Coupled with the report last month by the
International
Labour Organisation that a quarter of Britons work longer than 48 hours a
week, the picture of a happy work/life balance is pretty bleak.
"The role that email plays in office politics, the fear of missing something
and being blamed for it, and the amount of personal email received at work
account for the lack of delegation and obsessive inbox scanning behaviour
contributing directly to the addiction," said Dr Monica Seeley, founder of Mesmo
Consultancy.
"Moreover, as the survey showed, the majority of users are expecting to
receive a reply to a business email in less than 24 hours. And if a reply is
sent immediately, that sets the expectation for the next round of
communications, fostering a reactive and unproductive way of working."
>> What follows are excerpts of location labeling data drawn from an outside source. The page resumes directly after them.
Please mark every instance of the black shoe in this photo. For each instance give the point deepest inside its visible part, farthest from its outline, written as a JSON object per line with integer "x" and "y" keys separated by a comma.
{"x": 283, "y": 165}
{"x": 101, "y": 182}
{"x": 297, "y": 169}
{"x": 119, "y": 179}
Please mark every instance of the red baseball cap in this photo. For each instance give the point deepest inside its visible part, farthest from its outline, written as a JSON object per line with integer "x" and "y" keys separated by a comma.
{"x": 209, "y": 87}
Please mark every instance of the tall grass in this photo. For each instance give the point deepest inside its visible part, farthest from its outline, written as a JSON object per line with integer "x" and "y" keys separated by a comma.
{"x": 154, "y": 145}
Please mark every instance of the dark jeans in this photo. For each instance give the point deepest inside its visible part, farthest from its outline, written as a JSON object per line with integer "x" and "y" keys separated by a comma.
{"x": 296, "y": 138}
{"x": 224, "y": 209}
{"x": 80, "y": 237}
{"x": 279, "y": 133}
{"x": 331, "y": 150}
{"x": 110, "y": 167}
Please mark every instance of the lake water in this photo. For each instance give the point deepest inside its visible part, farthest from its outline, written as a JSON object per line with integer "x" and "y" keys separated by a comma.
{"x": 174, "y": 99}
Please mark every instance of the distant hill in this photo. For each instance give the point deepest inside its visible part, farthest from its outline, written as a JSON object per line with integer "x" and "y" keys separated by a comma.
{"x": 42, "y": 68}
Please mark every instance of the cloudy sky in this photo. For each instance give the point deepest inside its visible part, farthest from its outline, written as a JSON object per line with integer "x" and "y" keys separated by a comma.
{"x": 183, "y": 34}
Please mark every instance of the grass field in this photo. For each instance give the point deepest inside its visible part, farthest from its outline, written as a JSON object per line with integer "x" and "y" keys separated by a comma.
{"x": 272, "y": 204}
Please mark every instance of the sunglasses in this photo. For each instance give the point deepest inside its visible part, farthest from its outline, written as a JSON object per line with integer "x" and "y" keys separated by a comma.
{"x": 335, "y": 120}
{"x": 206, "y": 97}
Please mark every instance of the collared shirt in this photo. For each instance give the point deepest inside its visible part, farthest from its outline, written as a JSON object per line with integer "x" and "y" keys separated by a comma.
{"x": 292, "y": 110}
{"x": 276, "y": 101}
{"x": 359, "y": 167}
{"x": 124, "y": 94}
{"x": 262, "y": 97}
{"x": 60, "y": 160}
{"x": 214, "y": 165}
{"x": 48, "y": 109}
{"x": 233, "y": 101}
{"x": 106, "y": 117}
In a technology-enabled 'always-on' society, where people are connected to
their workplace 24/7, email addiction is rapidly becoming widespread,
highlighted by the mushrooming number of internet sites and blogs suggesting
rehab tips and techniques.
As the Mesmo survey reported, only 17 per cent of respondents give colleagues
permission to deal with their emails in their absence and over 80 per cent read
every single email in their inbox.
Even the survey itself highlighted the issue. The research, conducted by
email among 4,000 UK business users with 66 per cent of respondents at
managerial or director level, attracted approximately half of the responses
within the first hour of sending out the survey.
This indicates that the majority of business users are willing to be
distracted from the task in hand by emails landing in their inbox, breaking
concentration with obvious loss of productivity as a consequence.